Mary Allison volunteers her time to the homebound parishioners of St. Joseph Parish in Menomonie. For Mary Allison, visiting the sick is not a job or a chore, it is a joyful experience.
Through her work as secretary for St. Joseph Parish in Menomonie, Mary has the opportunity to work with the sick in several different ways. She visits people in their homes, provides a monthly Communion service at an assisted living facility and plans a yearly healing Mass for the parish.
By Mary Kay McPartlin
Photography by Michael Lieurance
“I try to see a variety of people. I do it through work,” Mary says. “I have always enjoyed being with older people.”
Caring for the sick was one of Jesus’ commands to his disciples and is part of the Corporal Works of Mercy. As a cradle Catholic, Mary is aware of Jesus’ desire for his followers to show reverence and love to the elderly and those who are struggling with illness. She follows Christ’s lead, and her service is rooted in the understanding of how valuable these people are to the St. Joseph community and what joy they bring to her daily life.
Mary’s home life also brings her closer to people who are often the forgotten members of society. “I spend a great portion of time with my mother,” says Mary. “She’s in a care facility. There are other people in the facility that I do see and engage with as well. I’ve always been drawn to being with people. It gives me great joy.”
For Mary, ministering to the sick goes beyond just bringing the Eucharist or praying with people. Ministry also means bringing the outside world to people who can’t go and do what they used to do.
During Lent, her ministry even included sharing the moments of the season.
“I tried to take fish fries to people who couldn’t get out,” Mary says.
Every year in October, St. Joseph parish offers a healing Mass and anointing of the sick for parishioners. Invitations are sent to those who are 80 or older, and Mass is followed by a meal of soup and sandwiches. The special Mass is a beloved tradition in the parish.
“We’ve been offering the anointing Mass for at least seven years,” says Mary. “The people who come are so faithful. I am so struck by their great, strong faith. Also many who are invited and attend the Mass are the same people who go out and help others through the homebound ministry. There’s just something about being present with all of these people. You get to know the people really well. You know about them and their history. It’s such a great community of people. There are fabulous role models here for me. I feel very blessed to be part of St. Joseph’s.”
Each year, the anointing Mass is bittersweet for Mary as she notices that faces from previous years are now missing. It is a time for her to reflect on the faithful parishioners who have died, but are not forgotten.
Mary is quick to point out she is only one of many people in the parish who care for people often not seen by society. “I’m so impressed with the amount of people who are in this ministry and are so generous with their time,” she says. “Father talked about what we need to remember this week in his homily. We all belong to God. Each person, no matter who they are, is very important in His eyes. Sometimes I’m sure people feel they don’t have that importance. I see all the people that work in these care facilities, and how they are working with people who need the utmost of care. They treat them with great dignity.”

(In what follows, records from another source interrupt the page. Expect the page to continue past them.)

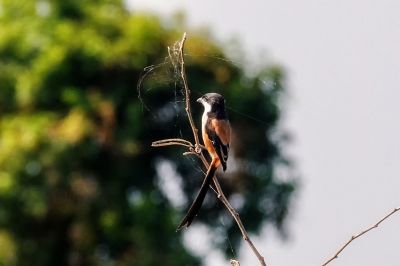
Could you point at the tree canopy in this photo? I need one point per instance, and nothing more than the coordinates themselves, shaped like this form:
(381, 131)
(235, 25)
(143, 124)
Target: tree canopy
(78, 178)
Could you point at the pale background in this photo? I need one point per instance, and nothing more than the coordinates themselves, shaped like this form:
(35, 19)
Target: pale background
(343, 63)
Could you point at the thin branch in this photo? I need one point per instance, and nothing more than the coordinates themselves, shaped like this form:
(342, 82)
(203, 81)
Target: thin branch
(354, 237)
(187, 93)
(195, 149)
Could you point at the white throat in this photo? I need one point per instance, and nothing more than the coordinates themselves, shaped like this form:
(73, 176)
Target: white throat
(207, 108)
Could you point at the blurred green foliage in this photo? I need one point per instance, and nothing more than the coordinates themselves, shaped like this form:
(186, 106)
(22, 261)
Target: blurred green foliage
(78, 179)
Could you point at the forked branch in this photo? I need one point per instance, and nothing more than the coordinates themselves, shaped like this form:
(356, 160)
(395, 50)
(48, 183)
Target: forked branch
(354, 237)
(176, 55)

The people Mary encounters in her home visits and her time spent at care facilities bring Christ into her life. A connection grows through prayers, the daily readings and the gift of the Eucharist. Mary’s relationship with them deepens through personal stories shared, which are valuable as well as uplifting.
“I feel very humbled. It’s just an honor that they are letting me be with them,” says Mary. “They are neat and important people.”
Mary’s faith has always been rooted in doing good works. During her years living in larger cities, she was active in Stephen Ministry. The purpose of Stephen Ministry is to provide one-on-one care to a person experiencing a difficult time in his or her life.
Through conversation, the touch of a hand, a hug and a smile, Mary has learned both she and the people she visits will grow in joy and love. Visiting the sick and homebound are ways she can share her love of Christ and her Catholic faith.
“I was a really lucky kid. I just loved life,” Mary says. “Growing up was great. There was something about the older people. We lived next door to my grandma and grandpa. I had a lot of love growing up.”
The world can be a challenging place, but faith keeps Mary grounded and with a positive attitude in her daily life. Sharing faith with others helps it to grow, she believes.
“You just have to make the best of things,” says Mary. “Why not just be happy? Life is great. Faith is a whole package. I’m just really very happy in my life and my ability to be here at St. Joe’s and to work with people every day that I love. There’s something about the job of being in a school parish. You see Christ in people all the time. You’re meeting with the kids and seeing people come through the front door. There’s really nothing quite like it.”
For Mary, the work she does for her parish is a joyful service, something any person can do and many parishioners at St. Joseph do on a regular basis.
“I don’t feel like I am any better than anyone else here,” Mary says. “Visiting the sick is part of my day. I’m just blessed and happy. God has just been so good to me. It makes me very happy and very joyful.”